Article par Gilles Ribardière

La mutation de la République de Moldavie se fait dans un contexte particulièrement difficile.

Il y a d’abord une constitution qui a prévu – on l’a dit ici de nombreuses fois – une procédure de désignation du Président de la République paralysante.Mais surtout, il y a un contexte économique mondial qui pèse sur la situation des populations déjà peu favorisées dans leur vie quotidienne, ce qui est le cas parmi la plupart des citoyens moldaves.

Pourtant l’Alliance pour l’Intégration Européenne qui dirige à l’heure actuelle le pays, malgré sa composition non homogène, maintient le cap : sortir de l’impasse institutionnelle, poursuivre le parcours vers l’Union Européenne, sans pour autant braquer la Russie.

Il est évident que l’attitude de l’Union Européenne ainsi que de l’Alliance pour l’Intégration Européenne constitue un facteur déterminant afin que les Moldaves aient le sentiment que leur horizon n’est pas bouché.

Nous avons sélectionné trois événements très récents qui semblent pouvoir contribuer à éclaircir la voie.

Tout d’abord une solution en vue de sortir de l’impasse institutionnelle vient d’être présentée par l’Alliance pour l’Intégration Européenne ce 3 juin.

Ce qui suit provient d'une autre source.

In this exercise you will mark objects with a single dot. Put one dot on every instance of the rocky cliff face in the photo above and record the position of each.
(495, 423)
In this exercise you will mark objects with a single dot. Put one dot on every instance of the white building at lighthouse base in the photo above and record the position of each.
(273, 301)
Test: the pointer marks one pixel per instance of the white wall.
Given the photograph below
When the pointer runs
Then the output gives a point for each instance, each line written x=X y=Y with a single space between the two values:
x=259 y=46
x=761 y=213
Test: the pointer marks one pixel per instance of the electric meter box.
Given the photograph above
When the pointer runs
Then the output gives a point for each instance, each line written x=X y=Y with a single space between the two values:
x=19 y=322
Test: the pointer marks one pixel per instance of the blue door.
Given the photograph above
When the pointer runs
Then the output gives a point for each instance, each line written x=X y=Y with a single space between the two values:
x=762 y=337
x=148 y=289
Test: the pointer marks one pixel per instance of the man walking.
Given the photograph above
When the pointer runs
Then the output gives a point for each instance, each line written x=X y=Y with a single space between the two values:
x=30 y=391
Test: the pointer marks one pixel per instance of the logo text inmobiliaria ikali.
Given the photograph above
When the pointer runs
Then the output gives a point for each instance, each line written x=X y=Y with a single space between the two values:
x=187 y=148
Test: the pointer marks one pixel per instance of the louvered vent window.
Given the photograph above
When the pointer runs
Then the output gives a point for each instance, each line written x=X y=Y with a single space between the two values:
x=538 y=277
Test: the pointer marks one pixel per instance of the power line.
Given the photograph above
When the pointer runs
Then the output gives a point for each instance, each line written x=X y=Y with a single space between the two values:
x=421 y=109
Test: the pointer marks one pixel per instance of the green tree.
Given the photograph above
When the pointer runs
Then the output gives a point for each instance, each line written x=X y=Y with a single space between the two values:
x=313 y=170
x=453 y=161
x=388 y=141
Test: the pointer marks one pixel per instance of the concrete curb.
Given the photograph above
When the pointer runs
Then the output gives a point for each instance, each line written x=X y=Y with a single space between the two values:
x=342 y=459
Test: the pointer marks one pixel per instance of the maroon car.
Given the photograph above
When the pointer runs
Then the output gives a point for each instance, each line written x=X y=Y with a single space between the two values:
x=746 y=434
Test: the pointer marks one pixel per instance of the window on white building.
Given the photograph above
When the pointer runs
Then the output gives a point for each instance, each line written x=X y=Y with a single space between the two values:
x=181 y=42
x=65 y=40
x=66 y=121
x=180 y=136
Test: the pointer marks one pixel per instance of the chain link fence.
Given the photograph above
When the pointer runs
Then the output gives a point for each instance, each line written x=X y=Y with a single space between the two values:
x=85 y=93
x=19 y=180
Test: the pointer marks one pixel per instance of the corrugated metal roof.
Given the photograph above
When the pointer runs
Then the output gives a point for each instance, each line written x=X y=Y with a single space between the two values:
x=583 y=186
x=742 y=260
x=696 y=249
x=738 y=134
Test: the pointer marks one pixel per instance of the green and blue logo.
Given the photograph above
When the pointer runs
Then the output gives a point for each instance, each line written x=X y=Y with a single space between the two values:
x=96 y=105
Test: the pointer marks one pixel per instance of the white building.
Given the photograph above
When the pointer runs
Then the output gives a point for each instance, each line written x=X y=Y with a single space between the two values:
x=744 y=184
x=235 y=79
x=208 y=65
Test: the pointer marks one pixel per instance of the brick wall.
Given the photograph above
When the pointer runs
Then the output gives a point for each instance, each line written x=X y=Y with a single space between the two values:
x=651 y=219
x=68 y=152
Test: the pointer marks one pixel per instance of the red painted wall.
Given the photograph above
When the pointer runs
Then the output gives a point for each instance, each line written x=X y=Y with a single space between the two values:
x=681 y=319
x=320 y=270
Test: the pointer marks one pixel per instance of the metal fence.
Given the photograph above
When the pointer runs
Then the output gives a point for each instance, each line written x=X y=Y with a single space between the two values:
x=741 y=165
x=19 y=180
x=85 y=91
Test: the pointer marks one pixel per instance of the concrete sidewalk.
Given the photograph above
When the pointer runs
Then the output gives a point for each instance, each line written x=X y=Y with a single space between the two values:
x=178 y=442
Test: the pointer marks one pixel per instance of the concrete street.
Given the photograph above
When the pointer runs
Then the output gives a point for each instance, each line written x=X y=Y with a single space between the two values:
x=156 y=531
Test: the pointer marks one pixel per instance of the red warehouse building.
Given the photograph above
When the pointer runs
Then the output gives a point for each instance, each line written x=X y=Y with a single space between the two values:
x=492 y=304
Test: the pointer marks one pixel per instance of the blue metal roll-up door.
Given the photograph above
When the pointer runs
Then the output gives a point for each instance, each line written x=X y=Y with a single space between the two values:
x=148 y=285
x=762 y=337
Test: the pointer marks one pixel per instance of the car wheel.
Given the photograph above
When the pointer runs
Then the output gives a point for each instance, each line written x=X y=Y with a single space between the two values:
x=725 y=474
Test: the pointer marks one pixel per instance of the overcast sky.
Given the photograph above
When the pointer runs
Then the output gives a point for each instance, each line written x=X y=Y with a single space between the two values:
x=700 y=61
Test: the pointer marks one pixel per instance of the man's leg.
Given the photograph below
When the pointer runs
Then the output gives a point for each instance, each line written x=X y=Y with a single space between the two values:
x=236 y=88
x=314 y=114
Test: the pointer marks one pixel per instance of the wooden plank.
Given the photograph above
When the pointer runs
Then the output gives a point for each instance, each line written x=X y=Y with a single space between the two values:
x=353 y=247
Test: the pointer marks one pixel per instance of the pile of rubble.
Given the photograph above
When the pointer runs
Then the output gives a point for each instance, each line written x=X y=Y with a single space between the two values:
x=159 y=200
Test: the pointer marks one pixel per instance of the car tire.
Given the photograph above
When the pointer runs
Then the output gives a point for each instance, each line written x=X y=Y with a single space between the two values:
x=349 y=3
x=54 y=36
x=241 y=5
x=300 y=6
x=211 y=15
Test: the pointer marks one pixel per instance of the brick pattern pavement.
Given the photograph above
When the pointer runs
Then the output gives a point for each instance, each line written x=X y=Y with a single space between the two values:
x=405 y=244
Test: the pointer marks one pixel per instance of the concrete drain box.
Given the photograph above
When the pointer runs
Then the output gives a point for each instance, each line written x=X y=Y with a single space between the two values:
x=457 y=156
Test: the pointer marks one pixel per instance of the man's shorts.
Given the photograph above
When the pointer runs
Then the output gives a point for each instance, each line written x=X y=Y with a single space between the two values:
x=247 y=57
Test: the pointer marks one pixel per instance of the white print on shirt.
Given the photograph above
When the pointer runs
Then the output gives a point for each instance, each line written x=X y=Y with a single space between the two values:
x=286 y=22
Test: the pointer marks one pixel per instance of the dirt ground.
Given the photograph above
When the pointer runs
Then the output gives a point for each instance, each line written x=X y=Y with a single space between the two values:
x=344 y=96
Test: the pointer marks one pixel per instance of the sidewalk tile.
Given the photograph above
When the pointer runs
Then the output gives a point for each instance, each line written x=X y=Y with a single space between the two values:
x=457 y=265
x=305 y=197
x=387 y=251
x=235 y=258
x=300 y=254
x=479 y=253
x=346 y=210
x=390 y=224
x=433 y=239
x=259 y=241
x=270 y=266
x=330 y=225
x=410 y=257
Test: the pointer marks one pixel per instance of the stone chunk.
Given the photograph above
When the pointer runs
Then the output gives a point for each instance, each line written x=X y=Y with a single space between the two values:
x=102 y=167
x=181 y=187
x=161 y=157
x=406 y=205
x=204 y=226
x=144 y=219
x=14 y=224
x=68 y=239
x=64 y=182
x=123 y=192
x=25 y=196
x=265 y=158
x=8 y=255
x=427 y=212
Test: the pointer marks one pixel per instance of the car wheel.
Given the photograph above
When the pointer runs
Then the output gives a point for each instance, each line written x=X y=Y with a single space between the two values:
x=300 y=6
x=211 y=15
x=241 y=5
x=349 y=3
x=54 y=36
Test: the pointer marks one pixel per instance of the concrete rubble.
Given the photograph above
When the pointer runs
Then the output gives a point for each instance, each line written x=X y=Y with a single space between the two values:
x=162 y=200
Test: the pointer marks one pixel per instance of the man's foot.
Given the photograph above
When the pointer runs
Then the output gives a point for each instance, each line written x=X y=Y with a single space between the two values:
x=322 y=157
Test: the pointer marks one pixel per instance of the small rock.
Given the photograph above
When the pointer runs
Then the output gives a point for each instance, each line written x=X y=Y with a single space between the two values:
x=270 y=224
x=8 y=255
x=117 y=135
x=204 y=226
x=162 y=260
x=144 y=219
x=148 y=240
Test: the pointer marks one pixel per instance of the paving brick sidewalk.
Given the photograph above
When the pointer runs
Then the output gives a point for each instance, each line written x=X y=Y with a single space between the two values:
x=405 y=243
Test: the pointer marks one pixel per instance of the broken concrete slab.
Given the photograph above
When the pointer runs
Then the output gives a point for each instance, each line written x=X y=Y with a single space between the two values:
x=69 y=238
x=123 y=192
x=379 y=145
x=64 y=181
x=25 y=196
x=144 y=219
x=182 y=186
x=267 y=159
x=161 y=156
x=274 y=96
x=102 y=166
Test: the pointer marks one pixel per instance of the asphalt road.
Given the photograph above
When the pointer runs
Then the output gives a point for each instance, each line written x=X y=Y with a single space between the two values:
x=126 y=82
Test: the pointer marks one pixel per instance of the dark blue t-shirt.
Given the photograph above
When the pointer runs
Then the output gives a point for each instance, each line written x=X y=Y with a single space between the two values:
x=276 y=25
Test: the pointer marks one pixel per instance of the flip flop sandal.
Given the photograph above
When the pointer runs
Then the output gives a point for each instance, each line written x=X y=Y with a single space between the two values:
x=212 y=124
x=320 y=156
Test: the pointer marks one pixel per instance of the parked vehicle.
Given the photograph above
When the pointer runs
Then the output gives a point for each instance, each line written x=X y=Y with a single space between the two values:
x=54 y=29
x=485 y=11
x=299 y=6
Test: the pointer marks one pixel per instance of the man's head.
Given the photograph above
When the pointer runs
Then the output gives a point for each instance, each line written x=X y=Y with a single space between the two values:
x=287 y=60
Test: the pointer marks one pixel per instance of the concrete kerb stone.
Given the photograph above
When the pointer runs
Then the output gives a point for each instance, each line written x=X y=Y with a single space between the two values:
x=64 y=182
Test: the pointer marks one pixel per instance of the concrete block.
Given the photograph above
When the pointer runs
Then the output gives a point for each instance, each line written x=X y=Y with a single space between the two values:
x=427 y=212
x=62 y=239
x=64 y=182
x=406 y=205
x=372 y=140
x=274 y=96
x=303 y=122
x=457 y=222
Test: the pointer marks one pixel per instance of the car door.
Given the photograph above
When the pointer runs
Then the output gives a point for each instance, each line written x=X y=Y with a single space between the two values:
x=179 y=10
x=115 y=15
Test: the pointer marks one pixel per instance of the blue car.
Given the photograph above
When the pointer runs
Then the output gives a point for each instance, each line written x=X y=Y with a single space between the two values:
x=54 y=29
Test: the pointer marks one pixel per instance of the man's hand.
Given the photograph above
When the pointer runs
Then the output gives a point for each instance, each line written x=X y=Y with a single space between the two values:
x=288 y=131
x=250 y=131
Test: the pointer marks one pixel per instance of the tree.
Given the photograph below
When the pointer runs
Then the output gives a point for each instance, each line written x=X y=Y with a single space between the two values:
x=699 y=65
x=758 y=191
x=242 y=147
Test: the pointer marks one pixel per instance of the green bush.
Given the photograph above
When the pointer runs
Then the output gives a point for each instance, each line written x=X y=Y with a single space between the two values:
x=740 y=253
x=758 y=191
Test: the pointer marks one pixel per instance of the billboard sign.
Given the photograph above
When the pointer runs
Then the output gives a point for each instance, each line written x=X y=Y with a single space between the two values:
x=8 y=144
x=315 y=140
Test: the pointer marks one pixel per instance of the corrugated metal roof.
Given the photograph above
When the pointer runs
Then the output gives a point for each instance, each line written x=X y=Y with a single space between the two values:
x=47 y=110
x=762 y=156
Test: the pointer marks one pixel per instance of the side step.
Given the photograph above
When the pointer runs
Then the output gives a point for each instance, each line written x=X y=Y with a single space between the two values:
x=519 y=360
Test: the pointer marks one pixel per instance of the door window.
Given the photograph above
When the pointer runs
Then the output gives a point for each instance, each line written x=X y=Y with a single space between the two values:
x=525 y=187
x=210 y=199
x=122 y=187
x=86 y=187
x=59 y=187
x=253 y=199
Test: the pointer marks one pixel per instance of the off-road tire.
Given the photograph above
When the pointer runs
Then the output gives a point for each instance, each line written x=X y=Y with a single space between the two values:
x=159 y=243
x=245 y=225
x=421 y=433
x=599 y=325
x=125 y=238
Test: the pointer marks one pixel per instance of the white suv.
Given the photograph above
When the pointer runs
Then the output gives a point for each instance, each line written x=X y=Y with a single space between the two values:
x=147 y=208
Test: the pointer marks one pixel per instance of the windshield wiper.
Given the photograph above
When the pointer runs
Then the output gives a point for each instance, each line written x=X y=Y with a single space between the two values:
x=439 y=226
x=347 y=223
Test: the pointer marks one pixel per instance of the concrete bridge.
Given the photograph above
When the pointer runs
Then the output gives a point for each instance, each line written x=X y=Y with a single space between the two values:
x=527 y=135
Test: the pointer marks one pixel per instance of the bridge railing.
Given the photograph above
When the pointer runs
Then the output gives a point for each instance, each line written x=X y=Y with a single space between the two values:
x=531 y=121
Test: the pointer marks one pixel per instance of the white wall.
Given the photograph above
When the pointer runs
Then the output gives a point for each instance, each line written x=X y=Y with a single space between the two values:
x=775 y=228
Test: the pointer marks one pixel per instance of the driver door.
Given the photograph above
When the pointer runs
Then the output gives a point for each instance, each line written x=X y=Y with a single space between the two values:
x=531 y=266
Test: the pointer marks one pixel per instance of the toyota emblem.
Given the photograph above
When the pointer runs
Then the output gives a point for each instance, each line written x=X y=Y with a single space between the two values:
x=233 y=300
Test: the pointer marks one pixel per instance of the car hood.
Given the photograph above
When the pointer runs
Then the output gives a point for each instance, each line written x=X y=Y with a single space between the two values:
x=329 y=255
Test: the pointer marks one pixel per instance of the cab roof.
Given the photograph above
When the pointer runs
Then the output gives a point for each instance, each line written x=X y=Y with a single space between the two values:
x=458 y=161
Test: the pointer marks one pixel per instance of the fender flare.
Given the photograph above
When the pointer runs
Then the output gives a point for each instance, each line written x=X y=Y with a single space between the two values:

En novembre prochain, un Président, élu au suffrage universel, si le peuple en décide ainsi par voie référendaire en septembre, ainsi qu’un nouveau parlement, seront en place. Ils auront la tâche de poursuivre notamment le travail de rapprochement avec l’Union Européenne, tout en s’attachant à améliorer la situation économique et sociale du pays.

Or, autre événement non négligeable, la Commission Européenne vient d’allouer une aide de 60 millions d’Euros en vue d’aider à la croissance économique et à l’éradication de la pauvreté. Voilà bien un signe qui devrait avoir pour effet de redonner aux Moldaves un regain de confiance – un peu ébranlée ces derniers temps - dans l’Union Européenne. Ce geste de l’Union Européenne indique en tout cas qu’elle n’entend pas négliger la jeune République qui affirme clairement son souhait d’appartenance pleine et entière à l’ensemble européen.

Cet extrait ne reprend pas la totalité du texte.